A long time ago, I wrote a blog post about reasons to avoid a canonical data model. It keeps getting referred to and still creates some interesting conversations, so I thought it might make sense to write down my current thoughts about the topic.
First of all, the idea of simplifying an organization’s IT structure and architecture by “just” standardizing the data models is alive and well (though still as misguided as ever). These days, there are two places where it appears.
The first one is in connection with some sort of API-first strategy. It’s still extremely tempting to believe that once you’ve managed to just give everyone access to the same pool of well-managed, well-described APIs, they’ll simply be able to simply build their applications by using those APIs. It still considers efficiency by avoiding redundancy as the central tenet, and just as described in the discussion about CDMs in my old post, misses the much larger benefits of autonomy.

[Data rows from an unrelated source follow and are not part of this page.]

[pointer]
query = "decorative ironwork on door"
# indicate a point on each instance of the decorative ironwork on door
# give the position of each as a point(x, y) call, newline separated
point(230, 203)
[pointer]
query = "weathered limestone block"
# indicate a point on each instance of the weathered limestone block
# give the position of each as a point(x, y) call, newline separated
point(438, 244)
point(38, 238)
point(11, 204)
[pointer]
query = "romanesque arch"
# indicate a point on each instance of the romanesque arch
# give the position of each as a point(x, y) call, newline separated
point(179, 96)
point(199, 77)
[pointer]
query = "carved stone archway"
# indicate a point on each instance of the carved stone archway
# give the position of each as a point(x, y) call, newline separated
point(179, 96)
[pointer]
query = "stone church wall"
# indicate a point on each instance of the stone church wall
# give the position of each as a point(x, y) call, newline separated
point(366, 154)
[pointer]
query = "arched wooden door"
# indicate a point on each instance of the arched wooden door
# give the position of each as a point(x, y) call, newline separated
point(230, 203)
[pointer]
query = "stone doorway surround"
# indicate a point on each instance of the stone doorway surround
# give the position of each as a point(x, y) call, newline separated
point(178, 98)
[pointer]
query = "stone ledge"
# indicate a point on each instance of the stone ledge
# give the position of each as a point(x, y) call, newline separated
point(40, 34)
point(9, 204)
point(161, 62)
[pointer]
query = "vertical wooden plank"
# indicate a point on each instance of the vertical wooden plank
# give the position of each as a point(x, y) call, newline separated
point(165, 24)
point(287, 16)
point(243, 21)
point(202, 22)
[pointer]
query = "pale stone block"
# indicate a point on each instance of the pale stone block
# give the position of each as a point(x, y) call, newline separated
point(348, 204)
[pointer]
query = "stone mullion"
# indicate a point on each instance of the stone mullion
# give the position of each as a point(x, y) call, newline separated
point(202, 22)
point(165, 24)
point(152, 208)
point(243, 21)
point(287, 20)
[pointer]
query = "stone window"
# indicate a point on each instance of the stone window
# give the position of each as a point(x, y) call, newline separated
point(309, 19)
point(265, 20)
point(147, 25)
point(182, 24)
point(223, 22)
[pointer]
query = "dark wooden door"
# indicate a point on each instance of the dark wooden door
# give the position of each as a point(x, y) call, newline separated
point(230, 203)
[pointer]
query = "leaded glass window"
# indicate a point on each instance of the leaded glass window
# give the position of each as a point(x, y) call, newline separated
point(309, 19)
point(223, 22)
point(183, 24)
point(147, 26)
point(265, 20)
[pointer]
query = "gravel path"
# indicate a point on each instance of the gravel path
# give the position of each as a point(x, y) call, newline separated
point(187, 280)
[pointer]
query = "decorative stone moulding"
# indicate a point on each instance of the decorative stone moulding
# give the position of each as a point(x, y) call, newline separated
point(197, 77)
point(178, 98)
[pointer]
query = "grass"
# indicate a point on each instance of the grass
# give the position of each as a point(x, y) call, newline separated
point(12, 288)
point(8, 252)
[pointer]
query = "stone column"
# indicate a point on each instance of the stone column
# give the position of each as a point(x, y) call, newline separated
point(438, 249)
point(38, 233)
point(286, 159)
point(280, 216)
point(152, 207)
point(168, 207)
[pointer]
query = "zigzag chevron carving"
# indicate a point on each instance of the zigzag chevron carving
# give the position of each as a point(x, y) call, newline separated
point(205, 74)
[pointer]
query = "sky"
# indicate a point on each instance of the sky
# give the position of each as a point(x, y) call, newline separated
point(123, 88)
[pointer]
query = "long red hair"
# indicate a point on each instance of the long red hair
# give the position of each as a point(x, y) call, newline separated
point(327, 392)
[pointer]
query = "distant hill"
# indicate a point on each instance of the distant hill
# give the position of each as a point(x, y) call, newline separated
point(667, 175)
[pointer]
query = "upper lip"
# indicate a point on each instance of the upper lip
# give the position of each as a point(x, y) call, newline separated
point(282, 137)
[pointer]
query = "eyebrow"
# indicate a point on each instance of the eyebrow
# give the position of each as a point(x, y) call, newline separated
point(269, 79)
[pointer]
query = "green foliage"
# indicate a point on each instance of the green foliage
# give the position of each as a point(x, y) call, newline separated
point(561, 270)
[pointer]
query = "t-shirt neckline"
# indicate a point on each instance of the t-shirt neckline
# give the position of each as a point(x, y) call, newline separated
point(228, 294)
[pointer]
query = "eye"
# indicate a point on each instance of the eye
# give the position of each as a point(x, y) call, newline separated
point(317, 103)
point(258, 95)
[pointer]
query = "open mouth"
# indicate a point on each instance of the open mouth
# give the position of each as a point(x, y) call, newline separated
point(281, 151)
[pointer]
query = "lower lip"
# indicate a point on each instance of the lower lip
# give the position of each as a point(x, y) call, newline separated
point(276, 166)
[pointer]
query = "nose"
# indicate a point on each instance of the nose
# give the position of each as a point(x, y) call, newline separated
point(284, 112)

The second area where standardizing and centralizing models is firmly rooted as a best practice is in the data space. Luckily, there is a counter-movement: The data mesh approach fundamentally adopts the idea of decentralized responsibility, and is a great match for organizations that have adopted the concept of self-containend, value stream-oriented teams.
I believe that especially as money has become more expensive, creating centralized pools of (meta) data will be harder and harder to justify to stakeholders. It’s much better to do things that allow end-to-end teams to work in fast iterations that provide immediate feedback to the value they create. To my mind, this has been the defining characteristic of many successful architectural approaches in the past few years.